By Amy Sawitta Lefevre and Julien Pretot
BANGKOK/PARIS (Reuters) - Thailand boldly announced they were in talks to host the Tour de France on Thursday, much to the surprise of organizers of the world's greatest cycle race who said they were only discussing staging a low key one-day in the Southeast Asian nation.
The Tourism Authority of Thailand said they had been buoyed by fruitful talks with Jean-Etienne Amaury, Chairman of the Amaury Sport Organisation (ASO) who organize the Tour de France, last month in Paris and were working on how much of the great race they would stage.
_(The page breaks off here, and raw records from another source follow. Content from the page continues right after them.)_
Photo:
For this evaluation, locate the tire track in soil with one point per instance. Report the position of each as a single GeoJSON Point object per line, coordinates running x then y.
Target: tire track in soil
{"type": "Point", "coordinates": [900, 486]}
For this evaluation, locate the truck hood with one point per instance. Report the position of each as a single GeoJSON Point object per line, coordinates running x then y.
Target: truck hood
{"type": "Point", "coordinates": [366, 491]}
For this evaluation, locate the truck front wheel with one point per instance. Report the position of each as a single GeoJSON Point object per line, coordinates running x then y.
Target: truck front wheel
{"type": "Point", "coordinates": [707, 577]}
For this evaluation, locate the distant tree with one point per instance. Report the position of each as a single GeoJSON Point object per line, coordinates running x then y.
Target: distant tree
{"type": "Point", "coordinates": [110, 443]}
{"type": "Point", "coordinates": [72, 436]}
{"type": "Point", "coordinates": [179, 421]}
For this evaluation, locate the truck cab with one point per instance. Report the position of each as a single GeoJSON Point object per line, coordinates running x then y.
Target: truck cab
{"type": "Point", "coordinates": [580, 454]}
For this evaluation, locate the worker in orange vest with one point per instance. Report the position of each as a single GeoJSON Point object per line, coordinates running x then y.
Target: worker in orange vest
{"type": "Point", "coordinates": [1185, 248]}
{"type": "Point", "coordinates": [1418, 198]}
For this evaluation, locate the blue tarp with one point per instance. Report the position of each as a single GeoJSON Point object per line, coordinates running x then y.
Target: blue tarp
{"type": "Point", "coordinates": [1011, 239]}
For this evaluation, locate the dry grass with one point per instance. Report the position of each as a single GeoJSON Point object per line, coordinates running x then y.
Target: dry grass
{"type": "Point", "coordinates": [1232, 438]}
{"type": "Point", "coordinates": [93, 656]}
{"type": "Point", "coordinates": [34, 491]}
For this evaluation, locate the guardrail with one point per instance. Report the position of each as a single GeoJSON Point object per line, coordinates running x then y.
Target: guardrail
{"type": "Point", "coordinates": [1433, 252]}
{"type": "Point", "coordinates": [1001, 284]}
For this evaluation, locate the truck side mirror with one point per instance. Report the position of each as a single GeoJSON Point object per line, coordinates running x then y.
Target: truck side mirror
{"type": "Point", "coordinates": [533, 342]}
"We are still talking with Tour de France organizers but we are looking at next fiscal year. So 2016, not 2015," TAT governor Thawatchai Arunyik told Reuters.
"We’re not sure yet how many stages we will hold whether it is one or two stages or the whole competition. This is something that still needs to be discussed.
"Thailand is the perfect location for this highly prestigious competition, not to mention that cycling as a sport is enjoying enormous popularity here at the moment."
ASO, however, believe something was lost in translation.
"There are talks indeed but not to bring the Tour to Thailand," a spokesman told Reuters upon hearing about the claims from the TAT.
"There are discussions to settle in Thailand via a criterium, just like we did in Japan with the 'Saitama Criterium by Le Tour de France'."
A criterium is a one-day race held on a circuit or though a city which often attracts the Tour de France winner but has little sporting value.
The Tour, however, first held in 1903, is one of the most grueling sporting tests, with professional cyclists completing last year's 3,663.5-kilometre race (2,276 miles) in 23 days.
The race takes place through France but last year's 101st edition began in England and also went through Belgium with more countries keen to host stages.
Germany, Netherlands, Ireland, Switzerland, Spain and Luxembourg have also hosted the start of the race in recent years before the riders make their way through France and finish at the traditional end point, the Champs Elysees in Paris.